Un centre de soins aux victimes du sida à Seguku en Ouganda   © AFP/Stuart Price

Selon les conclusions d'études publiées par la revue médicale britannique The Lancet à la fin février, les hommes circoncis qui n'attendent pas la cicatrisation complète présentent des risques élevés de transmission du sida.

De nouvelles études révèlent que la circoncision n'est pas toujours efficace pour réduire les risques de transmission du sida.

Ces résultats viennent clarifier ceux d'un autre rapport qui avait lié la circoncision à une diminution des cas d'infection. En 2005, l'Agence nationale de recherche sur le sida en France concluait que l'opération permet de réduire de moitié les risques de transmission du virus.

Les nouvelles études menées en Ouganda et au Kenya révèlent que les circoncis doivent attendre la cicatrisation complète pour obtenir tous les bénéfices de réduction des risques de transmission.

La cicatrisation complète prend environ quatre semaines. Les nouvelles études révèlent que les porteurs du virus incomplètement cicatrisés qui reprennent leurs activités sexuelles ont un taux de transmission plus élevé, plusieurs mois après l'opération.
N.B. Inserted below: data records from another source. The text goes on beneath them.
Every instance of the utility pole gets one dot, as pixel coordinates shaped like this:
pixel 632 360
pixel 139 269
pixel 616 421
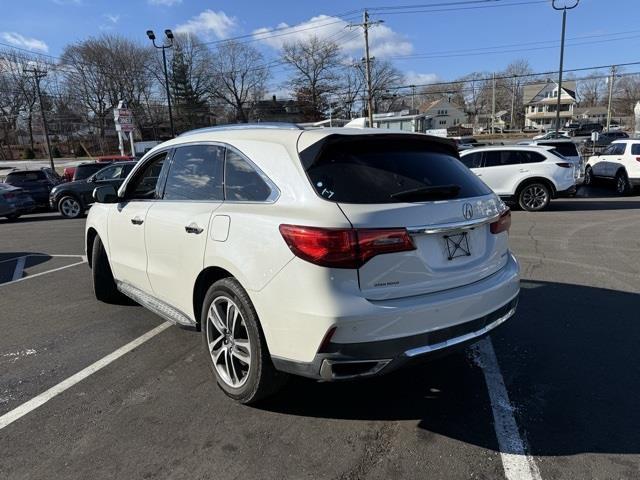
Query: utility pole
pixel 611 82
pixel 366 24
pixel 169 34
pixel 564 28
pixel 513 101
pixel 37 76
pixel 493 103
Une des auteurs de ces nouvelles études, le Dr Maria Wawer de l'Université John Hopkins aux États-Unis, incite à la prudence dans l'éventualité de la mise sur pied d'un programme de circoncision.
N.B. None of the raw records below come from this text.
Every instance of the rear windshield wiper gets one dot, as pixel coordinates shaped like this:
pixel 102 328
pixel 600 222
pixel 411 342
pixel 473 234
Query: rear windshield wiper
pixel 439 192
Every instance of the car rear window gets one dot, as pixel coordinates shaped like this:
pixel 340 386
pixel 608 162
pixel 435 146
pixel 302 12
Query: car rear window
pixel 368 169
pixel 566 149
Les études ont été publiées pour alimenter les discussions à la rencontre d'experts organisée par l'Organisation mondiale de la santé et de l'ONUSIDA (Programme commun des Nations unies sur le VIH/sida). Les discussions portent sur la faisabilité d'un programme de circoncision pour réduire la transmission du virus. La réunion, tenue à Montreux en Suisse, se poursuit jusqu'à jeudi.